After a 7-d adaptation period, rats were assigned randomly to three groups (n = 6), the control, SM and FSM groups. After being deprived of food overnight (16 h), rats were given sample beverages (10 mL/kg body) intragastrically. The control solution contained 45 g casein, 32 g corn oil and 35 g sucrose/L. To equalize energy content, protein and lipid in SM and FSM were replaced by casein and corn oil in the control solution. The carbohydrate, ash and the other components of the SM and FSM were replaced by sucrose in the control. Ethanol was added to the control solution, SM solution and FSM solution so that the final ethanol was 20%. After 0.5, 1, 2, 3, 4 or 5 h, rats were anesthetized with diethyl ether. Blood was collected from the hepatic portal vein and ventral aorta into tubes containing EDTA. Plasma was obtained by centrifugation at 2000 x g for 15 min at 4°C and stored at -70°C until analysis.

Hepatocyte culture.

Male Sprague-Dawley rats (8 wk old, 250–300 g) were housed and fed as in the acute ethanol administration study. At the end of wk 2, untreated rats were anesthetized with an intraperitoneal injection of pentobarbital sodium (Nembutal, Abbot Laboratories, Chicago, IL), 10 mg/kg body. Hepatocytes were isolated separately by in situ perfusion of the liver with collagenase (Collagenase-YAKULT S, Yakult Pharmaceutical, Tokyo, Japan) using the method of Selgen (25 ).
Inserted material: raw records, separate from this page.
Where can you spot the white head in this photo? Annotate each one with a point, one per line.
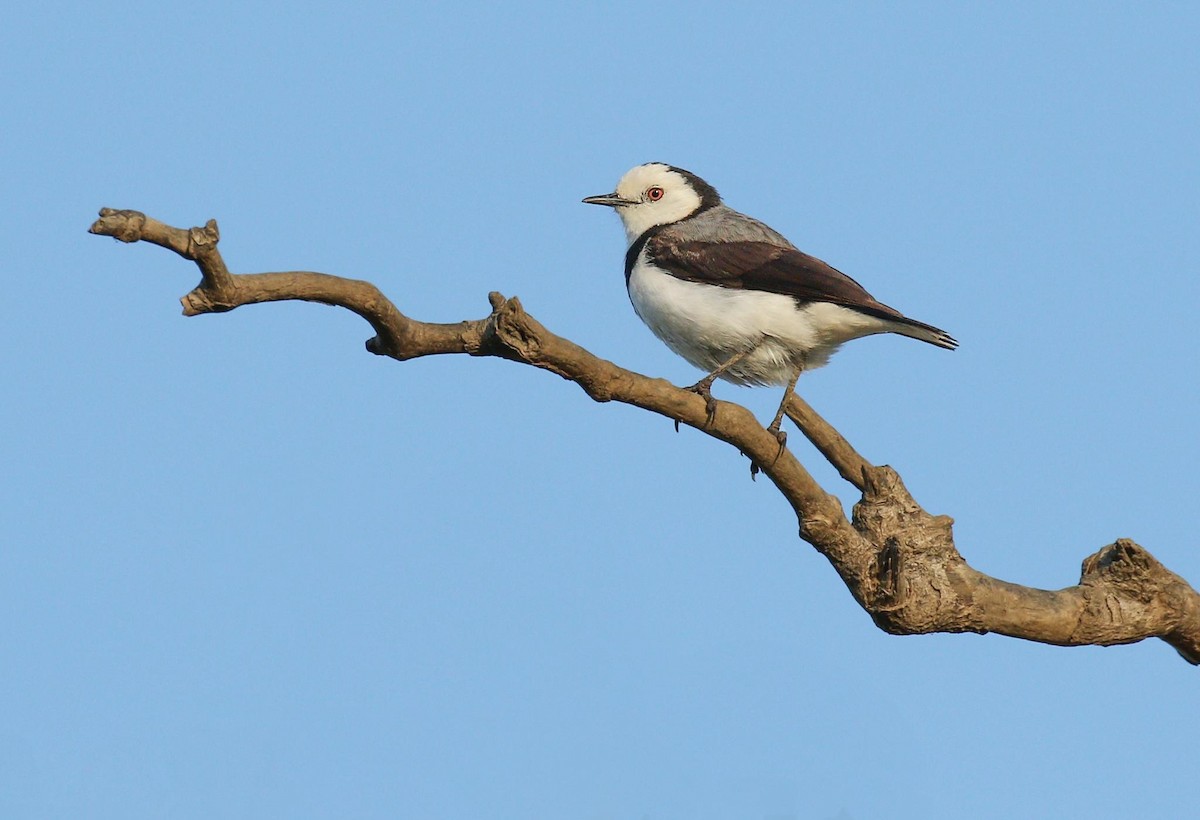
(657, 193)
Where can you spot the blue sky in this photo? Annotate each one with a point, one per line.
(247, 569)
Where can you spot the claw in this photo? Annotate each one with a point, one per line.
(703, 388)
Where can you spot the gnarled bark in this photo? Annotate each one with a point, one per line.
(898, 561)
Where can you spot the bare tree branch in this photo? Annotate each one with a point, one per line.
(898, 561)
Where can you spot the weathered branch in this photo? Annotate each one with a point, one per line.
(898, 561)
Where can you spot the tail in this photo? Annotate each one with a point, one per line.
(925, 333)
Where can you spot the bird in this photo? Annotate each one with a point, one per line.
(732, 295)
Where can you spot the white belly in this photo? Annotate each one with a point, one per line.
(708, 324)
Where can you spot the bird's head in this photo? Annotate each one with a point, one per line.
(657, 193)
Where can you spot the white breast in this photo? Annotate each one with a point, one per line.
(708, 324)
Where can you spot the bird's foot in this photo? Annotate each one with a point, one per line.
(703, 388)
(781, 437)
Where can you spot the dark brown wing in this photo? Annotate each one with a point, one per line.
(765, 267)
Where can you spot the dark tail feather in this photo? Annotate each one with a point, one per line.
(925, 333)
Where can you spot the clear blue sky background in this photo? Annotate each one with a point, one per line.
(249, 570)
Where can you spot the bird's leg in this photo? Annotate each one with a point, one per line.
(783, 408)
(703, 388)
(774, 426)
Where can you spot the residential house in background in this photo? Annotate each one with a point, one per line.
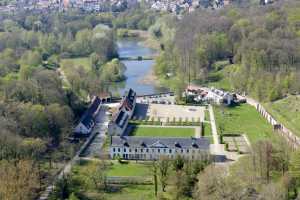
(152, 148)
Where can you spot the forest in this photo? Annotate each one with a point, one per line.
(259, 43)
(43, 93)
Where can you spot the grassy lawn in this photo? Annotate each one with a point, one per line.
(130, 192)
(243, 119)
(116, 192)
(76, 62)
(206, 115)
(163, 132)
(129, 169)
(287, 112)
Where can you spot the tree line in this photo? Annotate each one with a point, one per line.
(261, 44)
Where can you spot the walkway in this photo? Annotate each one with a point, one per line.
(67, 168)
(216, 148)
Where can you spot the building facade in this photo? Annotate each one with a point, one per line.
(152, 148)
(87, 121)
(124, 113)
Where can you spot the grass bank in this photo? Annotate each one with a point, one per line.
(243, 119)
(287, 112)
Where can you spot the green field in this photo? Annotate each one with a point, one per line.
(122, 191)
(129, 169)
(163, 132)
(132, 192)
(287, 112)
(243, 119)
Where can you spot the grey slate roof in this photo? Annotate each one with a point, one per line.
(160, 142)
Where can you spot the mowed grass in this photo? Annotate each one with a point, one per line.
(116, 192)
(163, 132)
(129, 169)
(287, 112)
(243, 119)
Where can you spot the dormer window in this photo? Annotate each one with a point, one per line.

After filtration through two layers of stainless mesh (150 µm), the parenchymal cells were purified by centrifugation (3 times) at 50 x g for 1 min. The viability of isolated hepatocytes was measured immediately by the exclusion of 0.2% trypan blue after the preparation. Initial viability assessed by the trypan blue exclusion method was routinely >85%. The isolated cells were suspended at a density of 10⁷ cells in 10 mL of Eagle’s medium essential medium containing 1 nmol/L insulin and 1 nmol/L dexamethasone on a plastic dish (90 x 20 mm; Sumitomo Bakelite, Akita, Japan) and then were cultured with 0.1–5 µmol/L genistein or daidzein (Sigma-Aldrich Japan, Tokyo, Japan) and 65 mmol/L ethanol at 37°C under 5% CO₂ in a CO₂-incubator (Tabai Espec, Osaka, Japan). The concentration of ethanol (65 mmol/L) in the culture medium was equal to the concentration in portal blood. After 4 h, the cultured medium was collected, and filtered through cellulose acetate (0.22 µm, Millipore, Tokyo, Japan)

Chronic ethanol exposure.

Male Sprague-Dawley rats (n = 32, 10 wk old, 300–350 g) were housed and fed as in the acute ethanol administration study. After a 7-d adaptation period, rats were assigned randomly to four groups (n = 8), and received the control diet + 5% ethanol beverage (control group), the SM diet + 5% ethanol (SM group), the FSM diet + 5% ethanol (FSM group) or the control diet + 8.9% sucrose solution (untreated group) for 24 d. The compositions of the three diets (control, SM and FSM diets) are shown in Table 1 . The ethanol and sucrose solutions were similar in energy. Body weight was recorded once each week, and food consumption (food and fluid) was recorded every 2 or 3 d. Energy intake was calculated using food and fluid compositions. After 24 d, the experimental diets were withheld for 16 h and rats were anesthetized with diethyl ether.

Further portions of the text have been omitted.